Both Bellany and Moffat had been influenced by Jackson Pollock’s abstract expressionism and the jazz-inspired work of their friend Alan Davie; they soon moved away from abstract art, however, looking more to the great masters of the Renaissance such as Brueghel, Bellini, Rembrandt, Titian and Bosch. Despite this they maintained a continuing dialogue and friendship with Davie;

‘John was not always tolerant of other forms of art, but he had a great respect for others who, like him, were driven, and were making sincere gestures.’

Although John and Helen separated in 1974 (he then married Juliet Lister, who died in 1985) they married again in 1986, and after his successful liver transplant two years later, they enjoyed a happy 25 years together.  Although her early years with the hard-drinking, womanising, depressive, tormented artist can’t have been easy, there were, Helen says, very many positives;

‘He was funny, witty and unencumbered by social observances….they were wild, unpredictable days…great fun, in retrospect at least….his work was the main part of his life, but the other part was hilarious.’

After their remarriage, the couple lived largely in Italy. Already the recipient of many awards, Bellany was appointed CBE in 1994. In 2012, the Scottish National Gallery’s exhibition A Passion for Life brought him tremendous joy. He painted, Helen says, ‘until he could paint no more.’ In his final days, the family moved his bed into his studio, where all his canvases and brushes were kept ready ‘to give him hope.’

If Bellany was pleased with a painting, the highest accolade he could give to it was ‘it’s a beezer’. And it’s clear from this talk that, despite all the many trials of their lives, Helen knows John was a beezer too.

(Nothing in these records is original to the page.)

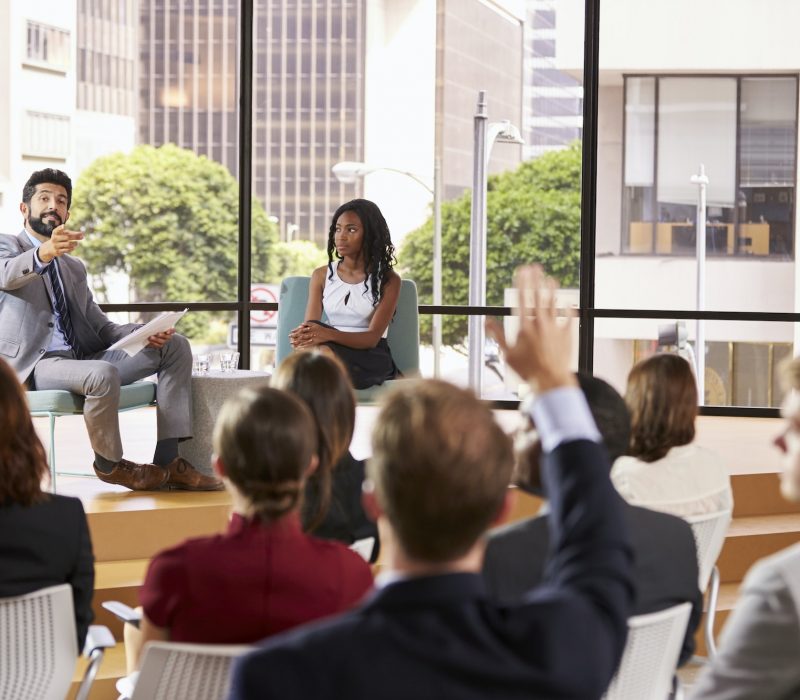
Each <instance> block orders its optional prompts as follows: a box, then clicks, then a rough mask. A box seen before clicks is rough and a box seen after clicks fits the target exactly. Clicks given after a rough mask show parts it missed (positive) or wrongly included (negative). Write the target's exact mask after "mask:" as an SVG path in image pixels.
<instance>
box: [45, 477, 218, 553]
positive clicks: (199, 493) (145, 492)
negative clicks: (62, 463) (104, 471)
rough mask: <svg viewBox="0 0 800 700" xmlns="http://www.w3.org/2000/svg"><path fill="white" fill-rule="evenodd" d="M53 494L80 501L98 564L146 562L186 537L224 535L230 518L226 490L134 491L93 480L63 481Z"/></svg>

The Open Eye Gallery’s current exhibition is John Bellany (1942-2013): The Wild Days, which focuses on the artist’s work during his most turbulent period in the 1980s. It features many previously unseen paintings, revealing some of the most densely symbolic and poignantly confessional examples of his work. From My Father (1982) (right), in which Bellany senior’s eyes convey so much about life at sea and in a traditional East Lothian fishing village, to Mizpah (1986), full of the symbolism for which Bellany is so well know, and the entertaining Only an Emu Passing By (1985) (left), the exhibition offers us a valuable insight into Bellany’s thoughts in the difficult years preceding his reunion with Helen. The exhibition runs until 27 August.

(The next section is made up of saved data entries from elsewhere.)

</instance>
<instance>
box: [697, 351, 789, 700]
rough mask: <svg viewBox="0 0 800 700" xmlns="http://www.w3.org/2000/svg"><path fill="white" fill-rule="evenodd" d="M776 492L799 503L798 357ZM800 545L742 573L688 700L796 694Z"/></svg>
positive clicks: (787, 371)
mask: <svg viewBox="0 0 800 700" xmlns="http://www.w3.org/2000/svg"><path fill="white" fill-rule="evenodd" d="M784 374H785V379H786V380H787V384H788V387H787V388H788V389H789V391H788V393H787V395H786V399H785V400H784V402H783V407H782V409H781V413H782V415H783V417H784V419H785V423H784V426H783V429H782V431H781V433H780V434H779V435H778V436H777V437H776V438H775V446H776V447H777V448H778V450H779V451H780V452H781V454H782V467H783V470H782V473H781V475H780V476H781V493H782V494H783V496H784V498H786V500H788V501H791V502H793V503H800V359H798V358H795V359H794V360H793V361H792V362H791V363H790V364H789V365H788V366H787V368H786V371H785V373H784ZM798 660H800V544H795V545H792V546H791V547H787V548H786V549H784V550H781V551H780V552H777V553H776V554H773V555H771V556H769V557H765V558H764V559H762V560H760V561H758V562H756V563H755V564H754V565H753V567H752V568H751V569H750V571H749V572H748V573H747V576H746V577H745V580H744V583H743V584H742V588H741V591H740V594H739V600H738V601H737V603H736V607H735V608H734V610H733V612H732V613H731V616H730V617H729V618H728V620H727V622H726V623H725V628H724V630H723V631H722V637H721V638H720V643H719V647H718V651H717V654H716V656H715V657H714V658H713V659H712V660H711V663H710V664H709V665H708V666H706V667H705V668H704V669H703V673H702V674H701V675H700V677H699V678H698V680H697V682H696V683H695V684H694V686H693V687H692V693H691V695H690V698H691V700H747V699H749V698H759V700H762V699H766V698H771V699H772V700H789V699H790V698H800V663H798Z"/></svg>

This was the first day of an excellent new venture, the Festival Breakfast Clubs, which are being held at the Open Eye Gallery, The Fine Art Society and The Scottish Gallery. The Festival Breakfast Clubs will run at 8.30am on 2, 9 and 16 August for anyone who wishes to catch the Festival exhibitions before the crowds. Refreshments will be served and staff will be on hand to give guided tours at each gallery. On 9 August The Scottish Gallery will host Duncan Macmillan, who will give a short lecture on Victoria Crowe at 9am. On 16 August The Fine Art Society will host Fleming-Wyfold Art Foundation Trustee James Holloway who will give a short lecture on the Fleming Collection at 9am.

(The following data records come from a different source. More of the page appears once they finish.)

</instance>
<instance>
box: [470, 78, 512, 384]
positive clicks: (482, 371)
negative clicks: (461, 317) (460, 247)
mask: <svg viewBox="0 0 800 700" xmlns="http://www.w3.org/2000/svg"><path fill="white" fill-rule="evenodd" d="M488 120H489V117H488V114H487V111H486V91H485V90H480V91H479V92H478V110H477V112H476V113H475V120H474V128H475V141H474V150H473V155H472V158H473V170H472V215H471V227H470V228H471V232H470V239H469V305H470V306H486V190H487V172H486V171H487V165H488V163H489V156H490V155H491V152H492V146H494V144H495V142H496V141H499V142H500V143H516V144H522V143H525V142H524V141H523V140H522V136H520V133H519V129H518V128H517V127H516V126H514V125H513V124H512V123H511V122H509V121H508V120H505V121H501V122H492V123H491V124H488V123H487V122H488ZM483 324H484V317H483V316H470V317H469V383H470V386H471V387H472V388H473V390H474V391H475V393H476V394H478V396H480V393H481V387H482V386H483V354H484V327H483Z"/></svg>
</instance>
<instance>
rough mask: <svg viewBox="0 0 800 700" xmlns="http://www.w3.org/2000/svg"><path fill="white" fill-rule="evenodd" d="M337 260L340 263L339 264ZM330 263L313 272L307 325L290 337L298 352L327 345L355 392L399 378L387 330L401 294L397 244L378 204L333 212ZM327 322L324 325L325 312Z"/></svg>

These events are free but ticketed so make sure you RSVP to each gallery directly to secure a place. For further information visit https://edinburghartfestival.com/ or pick up a leaflet at galleries and other venues throughout the city.

The Open Eye Gallery is at 34 Abercromby Place. August opening hours: 10am-6pm Monday-Friday, 10am-4pm Saturdays (closed Sundays).

The Restless Wave by Helen Bellany is published by Sandstone Press at £19.99. Helen will be appearing at Edinburgh International Book Festival at 3.15pm on Friday 17 August. Tickets from https://www.edbookfest.co.uk/.

Edinburgh Art Festival 2018 continues at venues throughout the city until 27 August.